업데이트:

1. A survey on LLM Generated text detection(2024)

Motivation

Why should we learn how to detect an LLM generated text?

  • It can spread an erroneous knowledge
  • risk of malicious exploitation (some fraud stuffs, spam production…)
  • MAD(Model Autophagy disorder : Alemohammad et al.) - It can lead to a reduction in quality and diversity in subsuquent model.

Also, current detection technologies by algorithm and by human are both unreliable.

Problem Statements and Characteristics

\[D(x) = \begin{cases} 1 & \text{if } x \text{ is generated by LLMs} \\ 0 & \text{if } x \text{ is written by human} \end{cases}\]

Basically, it is binary classification problem.
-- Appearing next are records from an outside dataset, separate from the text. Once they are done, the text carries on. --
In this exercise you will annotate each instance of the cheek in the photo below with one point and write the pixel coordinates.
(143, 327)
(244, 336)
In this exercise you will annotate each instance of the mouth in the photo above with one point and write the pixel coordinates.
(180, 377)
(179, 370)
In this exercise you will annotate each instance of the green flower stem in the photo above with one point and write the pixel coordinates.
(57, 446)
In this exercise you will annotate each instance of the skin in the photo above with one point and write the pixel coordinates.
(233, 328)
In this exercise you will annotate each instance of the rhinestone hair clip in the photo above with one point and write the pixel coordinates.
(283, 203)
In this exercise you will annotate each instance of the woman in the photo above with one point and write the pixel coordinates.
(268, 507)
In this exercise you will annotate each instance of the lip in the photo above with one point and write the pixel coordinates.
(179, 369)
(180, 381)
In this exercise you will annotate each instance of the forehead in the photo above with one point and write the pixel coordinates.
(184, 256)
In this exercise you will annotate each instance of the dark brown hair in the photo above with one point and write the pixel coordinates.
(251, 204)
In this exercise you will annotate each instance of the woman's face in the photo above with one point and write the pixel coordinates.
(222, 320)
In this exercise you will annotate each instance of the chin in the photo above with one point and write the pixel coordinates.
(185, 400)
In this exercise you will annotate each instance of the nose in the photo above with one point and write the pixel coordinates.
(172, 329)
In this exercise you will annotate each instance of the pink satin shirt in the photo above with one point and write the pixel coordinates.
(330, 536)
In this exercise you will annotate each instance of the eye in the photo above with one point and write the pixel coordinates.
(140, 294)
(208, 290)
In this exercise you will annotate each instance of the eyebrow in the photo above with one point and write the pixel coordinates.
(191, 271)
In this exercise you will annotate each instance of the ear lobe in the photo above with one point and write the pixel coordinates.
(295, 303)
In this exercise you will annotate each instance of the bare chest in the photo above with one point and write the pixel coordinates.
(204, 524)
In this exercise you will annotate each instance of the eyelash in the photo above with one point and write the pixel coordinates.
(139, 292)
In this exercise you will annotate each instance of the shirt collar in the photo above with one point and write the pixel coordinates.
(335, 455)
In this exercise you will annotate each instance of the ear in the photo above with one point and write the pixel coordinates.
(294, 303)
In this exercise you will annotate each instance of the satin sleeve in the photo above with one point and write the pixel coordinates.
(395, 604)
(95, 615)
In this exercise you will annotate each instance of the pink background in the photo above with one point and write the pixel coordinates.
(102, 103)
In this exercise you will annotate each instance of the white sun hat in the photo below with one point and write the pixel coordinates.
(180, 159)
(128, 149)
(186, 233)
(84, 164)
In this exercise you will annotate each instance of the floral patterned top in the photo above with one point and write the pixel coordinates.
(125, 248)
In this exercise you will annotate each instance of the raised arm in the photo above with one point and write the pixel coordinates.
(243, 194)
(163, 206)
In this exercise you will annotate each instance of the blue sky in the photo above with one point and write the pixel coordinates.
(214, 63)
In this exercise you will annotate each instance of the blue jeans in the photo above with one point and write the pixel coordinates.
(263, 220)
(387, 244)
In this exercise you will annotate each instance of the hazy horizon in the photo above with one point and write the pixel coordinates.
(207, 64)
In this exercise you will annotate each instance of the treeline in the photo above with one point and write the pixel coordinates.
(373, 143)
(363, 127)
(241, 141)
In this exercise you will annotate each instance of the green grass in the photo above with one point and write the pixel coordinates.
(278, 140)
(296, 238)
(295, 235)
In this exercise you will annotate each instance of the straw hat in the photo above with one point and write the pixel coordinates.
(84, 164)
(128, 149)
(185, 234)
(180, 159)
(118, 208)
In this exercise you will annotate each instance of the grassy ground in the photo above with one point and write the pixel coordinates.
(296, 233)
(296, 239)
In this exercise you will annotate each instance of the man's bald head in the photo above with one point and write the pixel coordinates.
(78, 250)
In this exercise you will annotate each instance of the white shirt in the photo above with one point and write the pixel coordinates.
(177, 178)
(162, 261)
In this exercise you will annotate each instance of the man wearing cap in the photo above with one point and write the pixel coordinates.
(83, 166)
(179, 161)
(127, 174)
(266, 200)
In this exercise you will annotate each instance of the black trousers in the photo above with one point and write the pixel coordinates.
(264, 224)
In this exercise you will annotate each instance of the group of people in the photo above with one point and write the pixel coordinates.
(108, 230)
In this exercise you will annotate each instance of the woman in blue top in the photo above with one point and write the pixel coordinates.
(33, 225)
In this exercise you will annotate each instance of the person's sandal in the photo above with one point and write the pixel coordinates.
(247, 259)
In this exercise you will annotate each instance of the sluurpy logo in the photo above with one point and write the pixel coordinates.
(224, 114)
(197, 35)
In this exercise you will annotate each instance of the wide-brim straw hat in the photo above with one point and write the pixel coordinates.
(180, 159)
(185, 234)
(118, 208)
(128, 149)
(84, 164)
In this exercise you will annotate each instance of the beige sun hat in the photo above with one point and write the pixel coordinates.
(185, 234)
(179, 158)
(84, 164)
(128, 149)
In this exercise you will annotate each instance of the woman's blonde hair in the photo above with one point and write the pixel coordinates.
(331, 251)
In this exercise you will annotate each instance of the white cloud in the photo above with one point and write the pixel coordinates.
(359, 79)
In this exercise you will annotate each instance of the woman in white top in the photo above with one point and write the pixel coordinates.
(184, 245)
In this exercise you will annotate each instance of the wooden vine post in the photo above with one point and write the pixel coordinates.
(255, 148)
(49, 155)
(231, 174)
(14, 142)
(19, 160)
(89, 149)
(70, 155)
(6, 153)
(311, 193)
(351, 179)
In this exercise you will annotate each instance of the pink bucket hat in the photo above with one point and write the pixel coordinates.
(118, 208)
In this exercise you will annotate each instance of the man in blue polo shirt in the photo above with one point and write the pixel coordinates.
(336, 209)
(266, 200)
Disparities between human and LLM generated text

  • Length & Vocabulary: LLM outputs are typically ~2x longer, but with more limited vocabulary.
  • Stylistic Features:
    • More grammatical simplicity
    • Frequent use of passive voice and narrative style
  • Structural Traits:
    • Stronger organization, logic, formality, and objectivity
    • More comprehensive and detailed responses
  • Content Quality:
    • Less biased or harmful content
    • Occasionally illogical or factually incorrect details (“hallucinations”)
  • Linguistic Patterns:
    • Higher frequency of nouns, verbs, determiners, adjectives, auxiliaries, conjunctions, particles
    • Lower frequency of adverbs and punctuation
  • Emotional Tone:
    • Lower emotional intensity
    • Clearer, more neutral, often with a positive bias

ex)

Human : I think ~ , I believe ~

AI : That is known as~, This is the fact that ~


Text generation mechanism is predicting subsequent tokens sequentially, not instantaneously.

The quality of decoded text is intrinsically tied to the decoding strategy.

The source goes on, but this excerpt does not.